← Back to curriculum

Module 9 — Production & advanced topics

Multi-agent RL basics

Independent learners, non-stationarity, centralized training decentralized execution.

~60 min read + exercises

Multi-agent RL basics

Before we begin

Real systems involve multiple decision-makers: traffic, games, warehouse robots, auction ads. Multi-agent RL (MARL) studies interacting policies — cooperative, competitive, or mixed. Non-stationarity breaks single-agent assumptions: from one agent's view, the environment changes as others learn.

MARL — N agents, joint state, each has action; environment steps on joint action.
Non-stationarity — other agents' policies shift during training.
CTDE — Centralized Training, Decentralized Execution.


What you will learn

  • Define joint action, Nash equilibrium, cooperative vs competitive settings.
  • Explain independent Q-learning and why it can diverge.
  • Describe CTDE (MADDPG, QMIX) at high level.
  • Map applications: self-play, team games, multi-robot coordination.
  • Recognize evaluation pitfalls — who are you scoring?

Setting types

TypeGoalExample
Fully cooperativeShared team rewardCo-op games, flocking
Fully competitiveZero-sumChess, two-player zero-sum
General-sumMixed incentivesTraffic, markets
Self-playTrain vs copies of selfAlphaZero

Partial observability common — each agent sees local sensors; CTDE uses global info at train time only.

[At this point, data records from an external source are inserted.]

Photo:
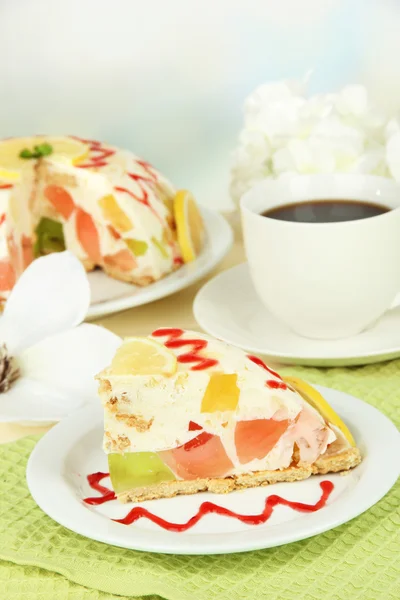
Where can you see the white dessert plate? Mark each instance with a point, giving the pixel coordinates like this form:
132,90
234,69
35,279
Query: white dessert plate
62,459
110,295
228,308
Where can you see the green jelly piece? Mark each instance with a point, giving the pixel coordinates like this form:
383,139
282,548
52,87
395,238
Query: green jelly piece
137,469
160,246
49,237
137,247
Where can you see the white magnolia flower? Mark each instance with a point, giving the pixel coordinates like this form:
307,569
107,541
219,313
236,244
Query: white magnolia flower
286,133
48,359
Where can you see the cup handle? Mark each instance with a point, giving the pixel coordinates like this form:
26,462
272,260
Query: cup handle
396,302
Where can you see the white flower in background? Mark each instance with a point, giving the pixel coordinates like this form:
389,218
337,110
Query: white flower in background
286,133
48,359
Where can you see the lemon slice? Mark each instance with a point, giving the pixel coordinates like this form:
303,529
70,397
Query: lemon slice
189,225
143,356
310,395
63,149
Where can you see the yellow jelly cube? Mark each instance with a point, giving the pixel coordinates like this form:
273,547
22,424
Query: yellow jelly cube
222,393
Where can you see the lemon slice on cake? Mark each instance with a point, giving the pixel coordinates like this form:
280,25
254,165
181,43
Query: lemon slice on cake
310,395
16,152
143,356
189,225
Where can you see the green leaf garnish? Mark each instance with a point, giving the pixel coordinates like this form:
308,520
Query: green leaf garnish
44,149
25,153
37,152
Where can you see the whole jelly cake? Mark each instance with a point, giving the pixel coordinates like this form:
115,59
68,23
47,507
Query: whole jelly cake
185,413
112,209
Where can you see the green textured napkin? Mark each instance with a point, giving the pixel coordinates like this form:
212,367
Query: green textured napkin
359,560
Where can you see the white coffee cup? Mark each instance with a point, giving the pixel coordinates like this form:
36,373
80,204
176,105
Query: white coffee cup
324,280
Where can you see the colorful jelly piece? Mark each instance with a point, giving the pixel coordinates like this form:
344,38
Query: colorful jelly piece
160,247
204,456
114,214
114,232
88,236
122,260
7,275
222,393
60,199
256,438
194,426
49,237
137,469
137,247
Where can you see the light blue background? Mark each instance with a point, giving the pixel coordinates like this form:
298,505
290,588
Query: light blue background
168,78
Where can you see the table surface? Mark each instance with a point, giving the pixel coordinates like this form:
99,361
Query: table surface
171,311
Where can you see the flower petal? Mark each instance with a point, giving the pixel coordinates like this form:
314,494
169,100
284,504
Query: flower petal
30,400
68,362
52,295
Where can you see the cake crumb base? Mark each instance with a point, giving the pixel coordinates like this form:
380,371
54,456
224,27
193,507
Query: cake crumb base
341,462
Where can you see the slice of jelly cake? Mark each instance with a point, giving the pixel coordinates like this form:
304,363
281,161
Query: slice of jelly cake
185,413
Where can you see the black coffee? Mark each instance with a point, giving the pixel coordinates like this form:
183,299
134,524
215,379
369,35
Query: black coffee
325,211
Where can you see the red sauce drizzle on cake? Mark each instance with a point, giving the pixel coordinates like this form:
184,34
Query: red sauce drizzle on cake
139,512
97,154
106,494
193,356
257,361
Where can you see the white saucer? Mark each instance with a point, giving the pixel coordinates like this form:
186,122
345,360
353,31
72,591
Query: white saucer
110,295
229,308
62,459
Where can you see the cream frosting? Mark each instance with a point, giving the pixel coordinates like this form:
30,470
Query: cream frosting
139,190
164,407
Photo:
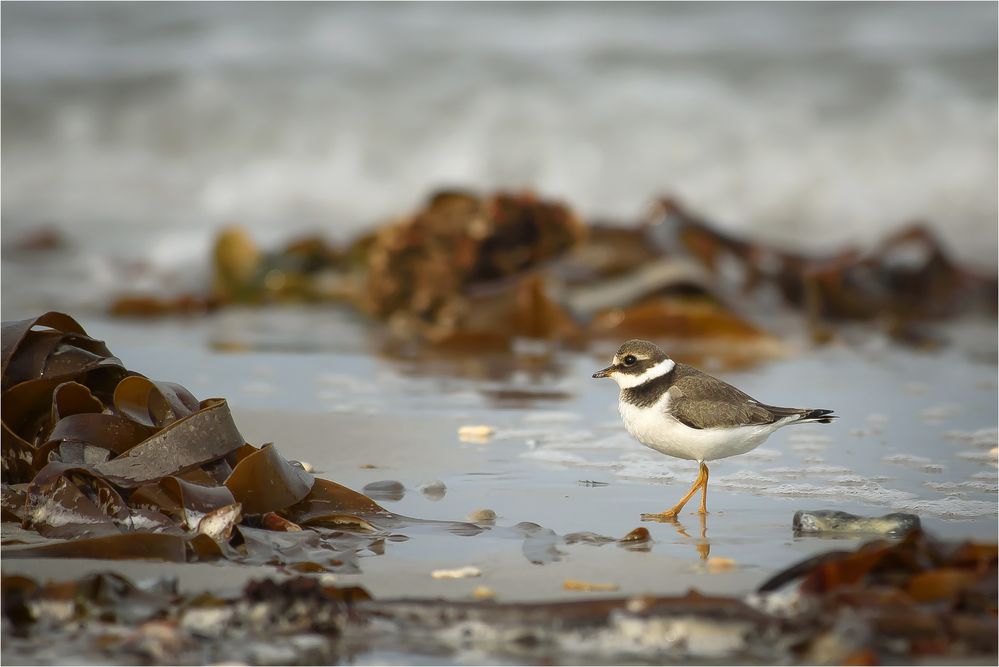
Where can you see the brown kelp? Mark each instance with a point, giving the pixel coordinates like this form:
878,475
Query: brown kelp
103,462
914,601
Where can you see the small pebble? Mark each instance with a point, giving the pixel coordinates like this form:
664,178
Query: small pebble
434,490
475,433
483,593
482,516
719,564
386,489
304,465
574,585
457,573
640,534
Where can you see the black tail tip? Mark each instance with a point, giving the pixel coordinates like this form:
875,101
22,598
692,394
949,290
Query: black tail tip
820,416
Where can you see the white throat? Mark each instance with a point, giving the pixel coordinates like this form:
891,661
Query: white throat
628,381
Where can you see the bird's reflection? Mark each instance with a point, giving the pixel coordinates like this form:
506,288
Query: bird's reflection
703,545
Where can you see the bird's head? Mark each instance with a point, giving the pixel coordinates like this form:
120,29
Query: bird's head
637,362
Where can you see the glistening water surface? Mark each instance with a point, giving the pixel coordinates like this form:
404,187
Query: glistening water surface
917,434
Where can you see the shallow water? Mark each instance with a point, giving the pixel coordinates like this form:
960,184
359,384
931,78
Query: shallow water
915,435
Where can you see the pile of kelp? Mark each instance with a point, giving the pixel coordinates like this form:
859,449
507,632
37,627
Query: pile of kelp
102,462
475,271
916,601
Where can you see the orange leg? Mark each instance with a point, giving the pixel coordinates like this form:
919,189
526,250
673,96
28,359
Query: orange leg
704,490
700,483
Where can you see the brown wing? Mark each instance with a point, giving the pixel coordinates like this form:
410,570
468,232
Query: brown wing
701,401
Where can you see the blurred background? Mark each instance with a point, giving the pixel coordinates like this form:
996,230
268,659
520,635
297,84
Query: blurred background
133,131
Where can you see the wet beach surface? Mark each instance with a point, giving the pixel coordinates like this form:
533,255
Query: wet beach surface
917,434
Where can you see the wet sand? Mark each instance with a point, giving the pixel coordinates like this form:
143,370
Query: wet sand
916,435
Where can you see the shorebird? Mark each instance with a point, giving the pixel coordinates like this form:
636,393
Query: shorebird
680,411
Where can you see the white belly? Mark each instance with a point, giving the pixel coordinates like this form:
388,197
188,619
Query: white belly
654,428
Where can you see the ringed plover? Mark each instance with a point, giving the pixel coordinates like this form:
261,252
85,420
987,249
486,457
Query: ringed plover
679,411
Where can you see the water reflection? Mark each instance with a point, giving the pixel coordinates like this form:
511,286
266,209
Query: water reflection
702,544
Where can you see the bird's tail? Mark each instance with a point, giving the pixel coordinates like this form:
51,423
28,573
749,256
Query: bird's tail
819,416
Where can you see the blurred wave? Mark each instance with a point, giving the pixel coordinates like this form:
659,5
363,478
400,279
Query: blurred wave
142,127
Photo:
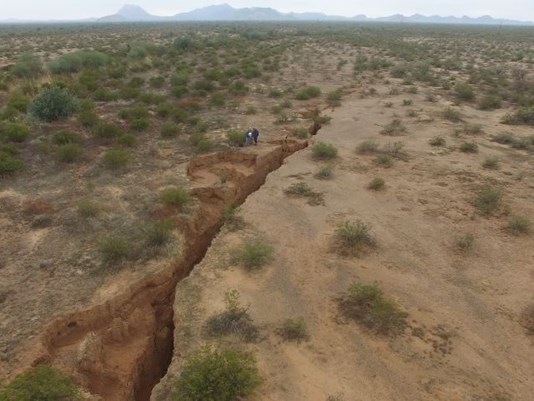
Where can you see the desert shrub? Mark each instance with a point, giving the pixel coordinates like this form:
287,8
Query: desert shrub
384,160
523,116
325,173
114,249
491,163
368,146
69,152
235,138
519,225
234,320
107,131
394,128
216,374
15,132
353,237
324,151
176,197
52,104
231,218
504,138
488,200
19,101
41,383
115,159
88,118
489,102
293,330
308,92
438,141
88,208
9,165
64,137
255,254
465,242
469,147
159,233
170,130
377,184
452,115
28,66
464,91
367,304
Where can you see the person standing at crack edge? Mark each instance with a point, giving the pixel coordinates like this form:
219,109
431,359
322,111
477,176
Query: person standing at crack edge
255,135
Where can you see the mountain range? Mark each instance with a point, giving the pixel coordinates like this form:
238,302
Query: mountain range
225,12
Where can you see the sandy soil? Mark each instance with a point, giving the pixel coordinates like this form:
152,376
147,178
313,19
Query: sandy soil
464,341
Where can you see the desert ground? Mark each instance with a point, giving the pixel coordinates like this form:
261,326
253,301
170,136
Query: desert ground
375,245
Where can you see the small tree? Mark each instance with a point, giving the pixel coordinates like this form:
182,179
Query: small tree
53,103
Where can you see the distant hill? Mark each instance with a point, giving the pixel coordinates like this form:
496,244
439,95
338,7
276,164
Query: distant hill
225,12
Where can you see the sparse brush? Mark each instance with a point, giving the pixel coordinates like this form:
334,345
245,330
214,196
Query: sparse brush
353,237
469,147
324,151
293,330
255,254
488,200
114,249
377,184
366,304
519,225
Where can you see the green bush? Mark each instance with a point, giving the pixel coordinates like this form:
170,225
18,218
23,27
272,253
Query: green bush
377,184
115,159
170,130
255,254
9,165
366,304
15,132
69,153
352,238
107,131
41,383
519,225
308,92
324,151
176,197
52,104
64,137
293,330
488,200
216,374
114,249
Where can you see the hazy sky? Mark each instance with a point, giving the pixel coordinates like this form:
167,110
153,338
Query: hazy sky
72,9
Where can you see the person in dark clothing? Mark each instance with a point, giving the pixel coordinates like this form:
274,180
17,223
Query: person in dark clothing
255,135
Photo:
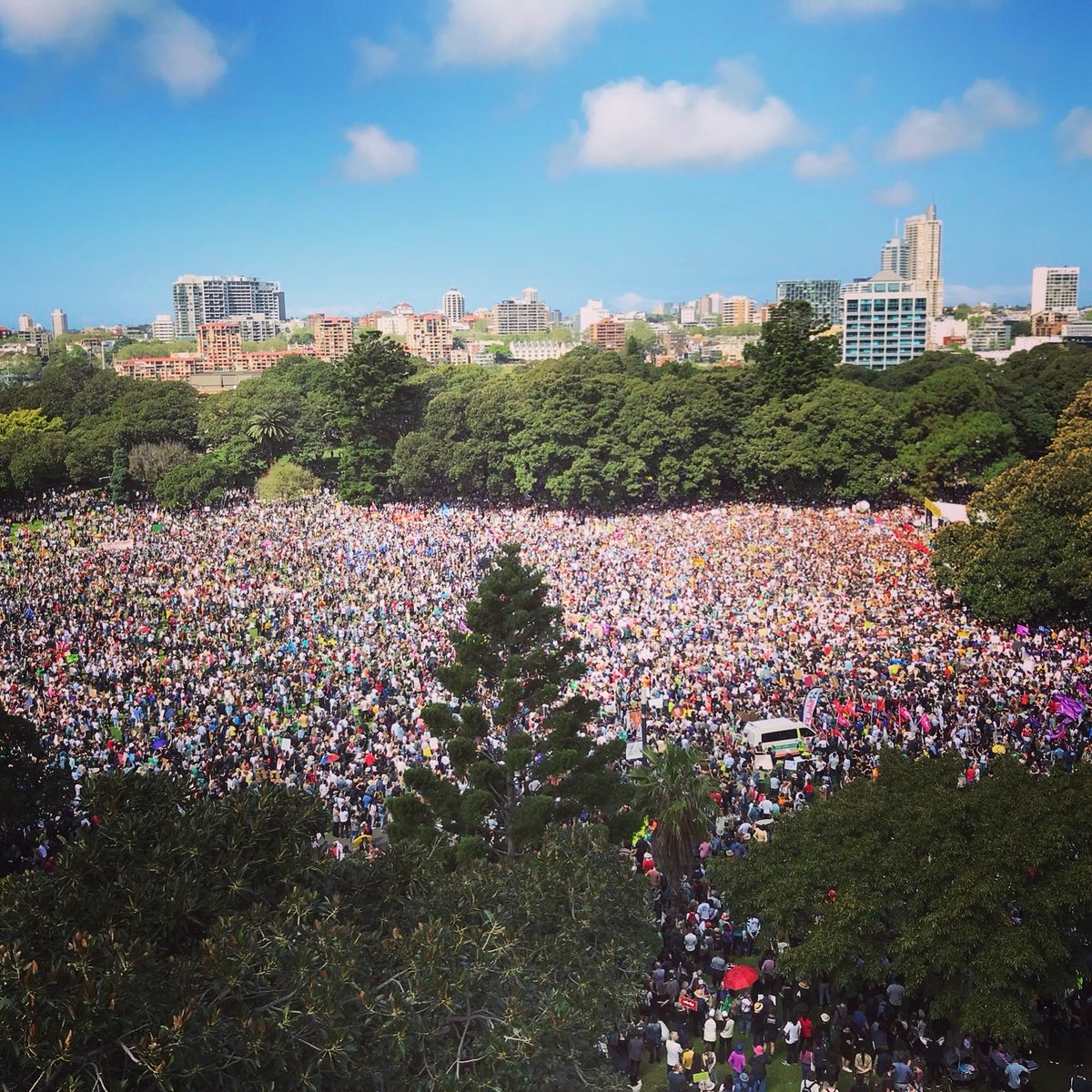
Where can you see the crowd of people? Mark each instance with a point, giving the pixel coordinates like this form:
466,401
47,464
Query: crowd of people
299,642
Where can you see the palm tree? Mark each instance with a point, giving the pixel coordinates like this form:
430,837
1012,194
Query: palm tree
268,430
675,793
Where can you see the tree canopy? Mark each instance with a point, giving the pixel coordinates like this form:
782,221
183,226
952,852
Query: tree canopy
517,736
203,943
977,895
1026,551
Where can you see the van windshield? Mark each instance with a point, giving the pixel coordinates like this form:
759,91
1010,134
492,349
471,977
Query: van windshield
784,735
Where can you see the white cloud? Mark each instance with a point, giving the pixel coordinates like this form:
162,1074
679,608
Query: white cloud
1075,131
813,10
959,124
374,59
956,294
36,25
174,47
632,125
505,32
634,301
900,194
181,53
812,165
376,157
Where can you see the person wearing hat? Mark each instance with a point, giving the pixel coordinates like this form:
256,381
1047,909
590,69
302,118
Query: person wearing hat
757,1069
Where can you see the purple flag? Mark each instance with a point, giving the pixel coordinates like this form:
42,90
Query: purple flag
1068,707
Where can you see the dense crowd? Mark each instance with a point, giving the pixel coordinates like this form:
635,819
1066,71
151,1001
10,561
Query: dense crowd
299,642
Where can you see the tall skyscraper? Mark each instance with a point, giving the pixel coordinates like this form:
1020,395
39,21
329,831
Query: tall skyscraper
824,298
200,299
895,257
453,306
1054,288
922,235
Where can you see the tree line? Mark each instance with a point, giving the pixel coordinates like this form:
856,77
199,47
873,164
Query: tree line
595,429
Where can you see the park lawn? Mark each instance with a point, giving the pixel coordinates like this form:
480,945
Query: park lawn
1052,1076
35,528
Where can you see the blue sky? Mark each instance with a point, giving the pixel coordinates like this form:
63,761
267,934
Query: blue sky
369,152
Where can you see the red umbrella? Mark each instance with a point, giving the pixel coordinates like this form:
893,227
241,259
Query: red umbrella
740,976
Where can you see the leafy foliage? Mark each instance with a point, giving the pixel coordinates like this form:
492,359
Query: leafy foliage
672,791
374,404
518,738
287,481
202,943
951,888
1026,552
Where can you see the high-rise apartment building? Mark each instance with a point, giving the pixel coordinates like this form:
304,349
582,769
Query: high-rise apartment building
221,344
1054,288
333,337
737,311
922,235
453,306
524,316
430,337
895,258
201,299
609,334
885,321
824,298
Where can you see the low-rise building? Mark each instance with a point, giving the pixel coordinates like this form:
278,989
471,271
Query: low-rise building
993,334
430,337
607,334
221,343
531,350
1049,323
333,337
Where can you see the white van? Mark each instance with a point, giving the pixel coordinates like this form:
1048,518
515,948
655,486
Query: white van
779,736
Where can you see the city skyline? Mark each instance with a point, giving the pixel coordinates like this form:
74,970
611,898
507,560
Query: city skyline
664,152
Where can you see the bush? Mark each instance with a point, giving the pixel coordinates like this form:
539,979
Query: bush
285,483
148,462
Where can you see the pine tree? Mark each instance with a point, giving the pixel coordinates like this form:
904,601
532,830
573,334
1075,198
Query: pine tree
517,741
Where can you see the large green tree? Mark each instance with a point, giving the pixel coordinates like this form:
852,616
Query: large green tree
1026,552
838,442
674,791
792,355
978,895
372,405
517,736
197,943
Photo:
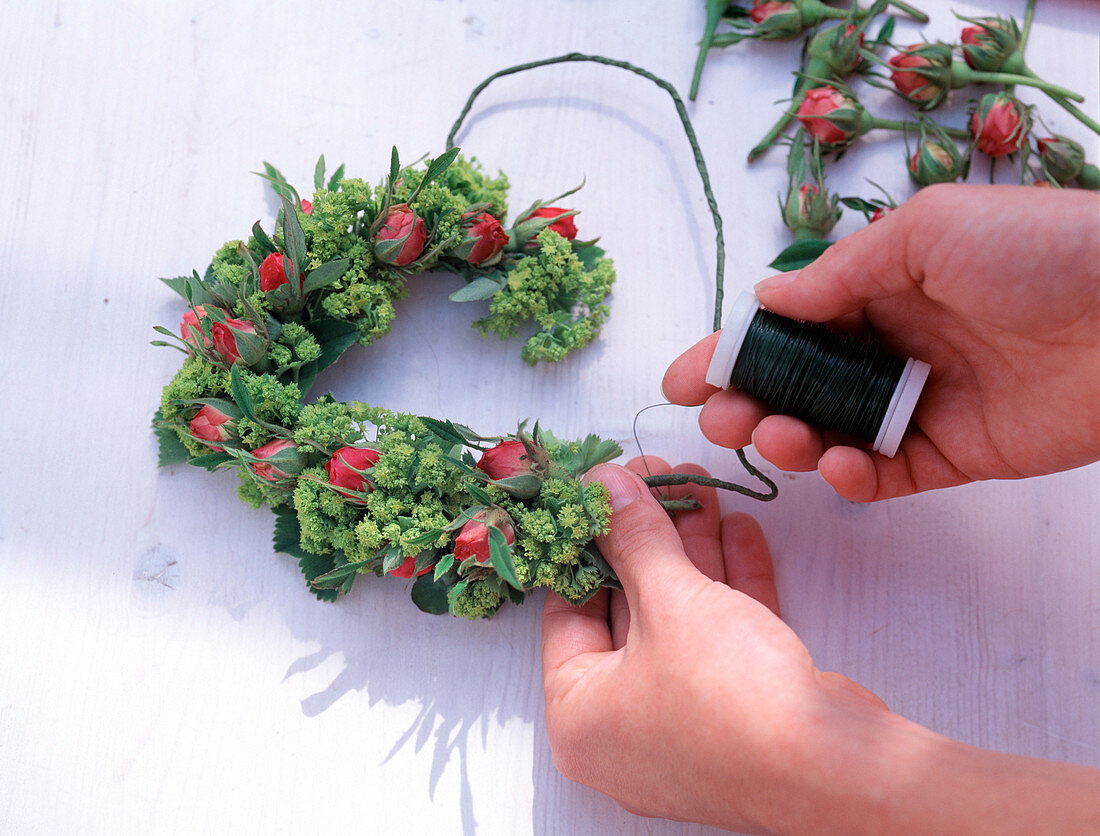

Independent learners (IQL)

Each agent runs Q-learning or PPO treating others as part of the environment. Simple but non-stationary — Bellman assumption fails.

python
# Independent DQN — each agent i
for agent in agents:
    agent.replay.add(s_i, a_i, r_i, s_i_next)
    agent.update()  # others' policies changed mid-batch

Can work in practice with large batches and slow opponents but no convergence guarantee.

Checkpoint: In cooperative soccer, should each agent optimize its own reward or team reward?

Answer

Team reward aligns incentives — credit assignment is harder (who caused the goal?). Difference rewards or value decomposition (QMIX) attribute team Q to individuals.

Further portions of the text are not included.